Called the Trump Effect, this use of oppressive rhetoric is more likely to cause trauma among young kids–especially immigrant children. Mostly Hispanic and Middle Eastern children are now being targeted by their peers, causing the former to fear their environments. Case in point: there is one story about a young Muslim girl named Sofia who hears Trump’s speech about deporting all Muslims. She soon goes into her room and begins packing her bags and checking the locks on her door, thinking that she and her family are going to be targeted by soldiers.
Another example involves Trump supporters taunting Latinos at Dallas Center-Grimes High School during a basketball game. The former not only chants “Trump” as the students play, but “U-S-A” after the game is finished. This act of racism stems from the runner-up’s promise to build a wall at the Mexican border to prevent migrant workers from entering the United States.
When NPR’s Cokie Roberts asks Trump during an interview if he is proud of his actions, Trump responds “Well I think your question’s a very nasty question.”
But the question is far from nasty. I have to say that it’s completely valid and fair. For one, let’s talk about the fact that not only are children of color are being targeted due racism and xenophobia, but are victims of fear mongering that leave them extremely confused. They are watching Black Lives Matter protesters being attacked by White strangers at Trump rallies and wondering why this is even happening.
So imagine my anger at the cognitive dissonance of those who defend Trump’s supporters and the actions of Trump himself, arguing for their “First Amendment rights.” Look. Everyone has the right to speak and express their ideologies, so that’s not the issue here. The problem is that there’s a difference between freedom of speech and using speech to incite the physical, emotional, and psychological harm to entire demographics of people. When Trump is encouraging his supporters to attack protesters and people of color, his words and actions are no longer protected by the First Amendment. It’s officially hate speech and adults aren’t the only ones affected.

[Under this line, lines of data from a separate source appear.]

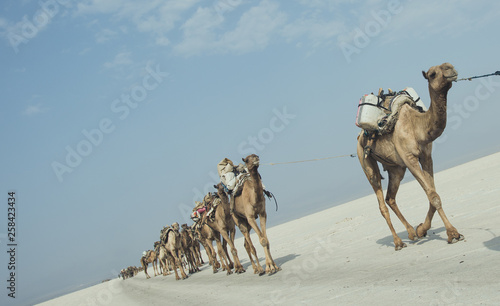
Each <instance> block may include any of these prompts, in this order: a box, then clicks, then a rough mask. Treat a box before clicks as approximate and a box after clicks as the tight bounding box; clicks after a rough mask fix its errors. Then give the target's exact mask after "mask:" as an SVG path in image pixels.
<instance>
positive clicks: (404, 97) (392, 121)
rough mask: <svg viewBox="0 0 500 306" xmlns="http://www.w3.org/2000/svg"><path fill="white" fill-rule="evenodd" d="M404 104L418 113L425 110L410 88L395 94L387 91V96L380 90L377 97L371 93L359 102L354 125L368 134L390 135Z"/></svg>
mask: <svg viewBox="0 0 500 306" xmlns="http://www.w3.org/2000/svg"><path fill="white" fill-rule="evenodd" d="M404 104H408V105H409V106H410V107H412V108H414V109H415V110H417V111H420V112H425V111H426V110H427V108H426V107H425V105H424V103H423V102H422V100H421V99H420V97H419V96H418V94H417V92H416V91H415V90H414V89H413V88H411V87H407V88H405V89H404V90H402V91H399V92H397V93H396V92H393V91H391V90H390V89H389V94H387V95H384V91H383V90H382V89H380V91H379V94H378V95H377V96H376V95H374V94H373V93H372V94H367V95H364V96H363V97H361V99H360V100H359V104H358V113H357V115H356V125H357V126H358V127H360V128H362V129H363V130H365V131H367V132H370V133H371V132H378V133H379V134H386V133H390V132H391V131H392V128H393V127H394V125H395V124H396V121H397V120H398V114H399V110H400V109H401V107H402V106H403V105H404Z"/></svg>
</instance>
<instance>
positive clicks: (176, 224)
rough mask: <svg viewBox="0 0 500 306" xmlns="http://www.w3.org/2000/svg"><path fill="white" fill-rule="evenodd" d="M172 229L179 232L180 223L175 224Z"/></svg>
mask: <svg viewBox="0 0 500 306" xmlns="http://www.w3.org/2000/svg"><path fill="white" fill-rule="evenodd" d="M172 228H173V229H174V231H179V223H177V222H175V223H173V224H172Z"/></svg>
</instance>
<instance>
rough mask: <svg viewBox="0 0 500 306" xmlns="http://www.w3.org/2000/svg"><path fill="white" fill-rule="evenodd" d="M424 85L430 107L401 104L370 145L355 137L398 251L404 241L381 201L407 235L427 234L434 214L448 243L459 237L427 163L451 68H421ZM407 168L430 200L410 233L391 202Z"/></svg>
mask: <svg viewBox="0 0 500 306" xmlns="http://www.w3.org/2000/svg"><path fill="white" fill-rule="evenodd" d="M422 73H423V75H424V78H425V79H427V81H428V83H429V95H430V98H431V105H430V107H429V110H427V111H426V112H424V113H421V112H419V111H417V110H415V109H413V108H412V107H410V106H408V105H406V104H405V105H403V107H402V108H401V110H400V112H399V120H398V121H397V122H396V125H395V126H394V131H393V132H392V133H389V134H385V135H382V136H377V137H376V139H375V141H374V143H373V144H372V145H371V149H369V150H365V147H366V145H367V142H368V136H366V135H365V134H364V133H361V134H360V136H359V137H358V148H357V151H358V157H359V161H360V163H361V167H362V168H363V170H364V172H365V174H366V177H367V178H368V181H369V182H370V184H371V185H372V188H373V190H374V191H375V194H376V196H377V200H378V203H379V208H380V212H381V213H382V216H383V217H384V218H385V220H386V221H387V224H388V226H389V229H390V230H391V232H392V236H393V238H394V244H395V249H396V251H397V250H401V249H402V248H404V247H406V244H405V243H403V242H402V241H401V239H400V238H399V237H398V235H397V234H396V231H395V230H394V227H393V226H392V223H391V219H390V216H389V210H388V209H387V206H386V205H385V203H386V202H387V204H388V205H389V207H390V208H391V209H392V210H393V212H394V213H395V214H396V216H397V217H398V218H399V220H401V222H402V223H403V224H404V226H405V227H406V230H407V231H408V238H409V239H410V240H414V239H416V238H417V237H418V238H422V237H424V236H426V234H427V230H429V228H430V227H431V221H432V217H433V216H434V213H435V212H436V210H437V212H438V214H439V216H440V217H441V219H442V220H443V223H444V226H445V227H446V233H447V235H448V243H454V242H457V241H459V240H463V239H464V237H463V236H462V235H461V234H459V233H458V231H457V229H456V228H455V227H453V225H451V223H450V221H449V220H448V218H447V217H446V215H445V213H444V210H443V208H442V204H441V198H440V197H439V195H438V194H437V192H436V187H435V186H434V172H433V163H432V142H433V141H434V140H435V139H436V138H438V137H439V136H440V135H441V134H442V133H443V131H444V128H445V127H446V102H447V94H448V90H450V88H451V85H452V82H453V81H455V80H456V79H457V75H458V74H457V72H456V70H455V68H454V67H453V66H452V65H451V64H449V63H444V64H442V65H439V66H434V67H431V68H430V69H429V71H427V72H422ZM377 162H379V163H381V164H382V165H383V167H384V169H385V170H386V171H387V172H388V174H389V183H388V188H387V195H386V198H385V202H384V195H383V191H382V185H381V175H380V170H379V167H378V164H377ZM406 168H408V170H410V172H411V174H413V176H414V177H415V178H416V179H417V181H418V182H419V183H420V185H421V186H422V188H423V189H424V191H425V193H426V195H427V198H428V199H429V211H428V213H427V217H426V219H425V221H424V223H421V224H420V225H419V226H418V227H417V230H416V231H415V230H414V229H413V227H412V226H411V225H410V224H409V223H408V222H407V221H406V219H405V218H404V217H403V215H402V214H401V212H400V210H399V208H398V206H397V204H396V193H397V192H398V189H399V184H400V182H401V180H402V179H403V176H404V174H405V171H406Z"/></svg>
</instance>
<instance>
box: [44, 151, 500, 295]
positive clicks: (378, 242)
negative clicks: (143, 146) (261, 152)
mask: <svg viewBox="0 0 500 306" xmlns="http://www.w3.org/2000/svg"><path fill="white" fill-rule="evenodd" d="M359 171H361V169H359ZM407 175H410V174H409V173H407ZM435 177H436V187H437V191H438V193H439V194H440V195H441V198H442V200H443V207H444V209H445V212H446V213H447V215H448V218H449V219H450V221H451V222H452V224H453V225H454V226H455V227H456V228H457V229H458V230H459V232H460V233H461V234H463V235H464V236H465V240H464V241H461V242H459V243H456V244H453V245H449V244H448V243H447V242H446V239H447V236H446V231H445V230H444V226H443V222H442V221H441V220H440V218H439V216H438V215H437V214H436V216H435V218H434V222H433V226H432V228H431V229H430V230H429V232H428V236H427V237H425V238H423V239H421V240H418V241H416V242H412V241H410V240H409V239H408V237H407V234H406V231H405V229H404V227H403V225H402V224H401V223H400V222H399V220H397V218H396V217H395V215H394V214H392V212H391V218H392V220H393V223H394V226H395V228H396V230H397V231H398V234H399V236H400V237H401V238H402V239H403V241H404V242H405V243H406V244H407V245H408V247H407V248H405V249H403V250H402V251H398V252H396V251H394V245H393V239H392V236H391V234H390V231H389V229H388V227H387V225H386V222H385V220H384V219H383V218H382V216H381V215H380V213H379V210H378V204H377V202H376V199H375V196H374V195H369V196H366V197H363V198H360V199H358V200H355V201H352V202H349V203H345V204H343V205H341V206H337V207H333V208H331V209H328V210H325V211H322V212H320V213H316V214H313V215H309V216H306V217H303V218H300V219H297V220H294V221H291V222H288V223H286V224H282V225H279V226H276V227H273V228H271V229H269V231H268V235H269V239H270V242H271V251H272V253H273V256H274V258H275V261H276V262H277V264H278V265H280V266H281V267H282V269H283V270H282V271H281V272H279V273H277V274H275V275H272V276H267V275H266V276H260V277H259V276H257V275H254V274H253V271H252V268H251V266H250V264H249V261H248V258H247V255H246V252H245V250H244V248H243V241H242V239H237V241H236V246H237V248H238V250H239V254H240V258H241V259H242V263H243V265H244V266H245V267H246V268H247V272H246V273H244V274H241V275H234V274H233V275H230V276H226V274H225V273H224V272H219V273H217V274H213V273H212V270H211V268H210V267H209V266H207V265H205V266H204V267H203V269H202V271H201V272H199V273H196V274H193V275H191V276H190V277H189V278H188V279H187V280H184V281H176V280H175V278H174V277H173V276H166V277H163V276H158V277H152V278H151V279H148V280H146V278H145V276H144V273H140V274H139V275H137V276H136V277H134V278H132V279H127V280H125V281H123V280H121V279H114V280H111V281H110V282H107V283H103V284H99V285H97V286H93V287H90V288H87V289H84V290H81V291H77V292H74V293H72V294H68V295H65V296H62V297H59V298H57V299H54V300H50V301H48V302H45V303H43V305H167V304H168V305H174V304H177V305H186V304H190V305H201V304H203V305H213V304H219V305H224V304H229V303H232V304H237V305H263V304H264V305H274V304H283V305H333V304H335V305H349V304H351V305H362V304H364V305H367V304H372V305H373V304H376V305H379V304H392V305H399V304H411V305H417V304H419V305H427V304H430V305H445V304H464V305H471V304H481V305H484V304H487V305H490V304H491V305H493V304H498V303H499V299H500V284H499V280H500V269H499V268H498V267H499V266H500V238H499V236H498V235H499V234H500V223H499V220H500V209H499V207H498V206H499V199H500V153H496V154H493V155H490V156H487V157H484V158H481V159H478V160H475V161H472V162H469V163H467V164H463V165H461V166H458V167H455V168H451V169H448V170H446V171H443V172H440V173H438V174H436V176H435ZM359 183H360V184H368V182H367V181H363V182H359ZM397 200H398V203H399V206H400V208H401V210H402V212H403V214H404V215H405V217H406V219H407V220H408V221H409V222H410V223H411V224H413V225H414V226H416V225H418V224H419V223H421V222H423V220H424V217H425V215H426V213H427V209H428V202H427V200H426V197H425V194H424V192H423V191H422V189H421V188H420V186H419V185H418V183H417V182H415V181H412V182H409V183H406V184H403V185H402V186H401V188H400V191H399V194H398V198H397ZM252 238H253V241H254V243H258V239H256V236H255V235H254V236H253V237H252ZM256 248H257V253H258V254H259V256H260V257H261V264H263V263H264V252H263V250H262V248H261V247H260V245H257V244H256ZM205 256H206V254H205ZM149 271H150V275H151V273H152V268H150V270H149Z"/></svg>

So what am I getting at, Dear Readers? That our children are paying attention to the election. They are watching the anti-Trump protest rallies unfold on their streets and their peers reacting to those who attack them. They listen to Trump’s speeches about building a wall to keep Mexicans out of the country, how the BLM members are trouble. They hear the lies about how Muslims are nothing but terrorists. Our children see it on the news, YouTube and catch the conversations on the city bus. They are aware and are becoming afraid. Don’t believe me? Watch this: https://www.youtube.com/watch?v=mmylREVCULo
So whether you “Feel the Bern,” consider yourself a conservative or radical, please do all you can to protect the children who are negatively affected by Trump’s foolishness and that of his supporters.
P.S.–Do not come at me with the “Bernie is better” nonsense. Not only does that misses the ENTIRE point of my post, but his being in the White House will neither erase historical trauma caused by White supremacy or the trauma caused by Trump’s ignorance and the disturbing acts his supporters.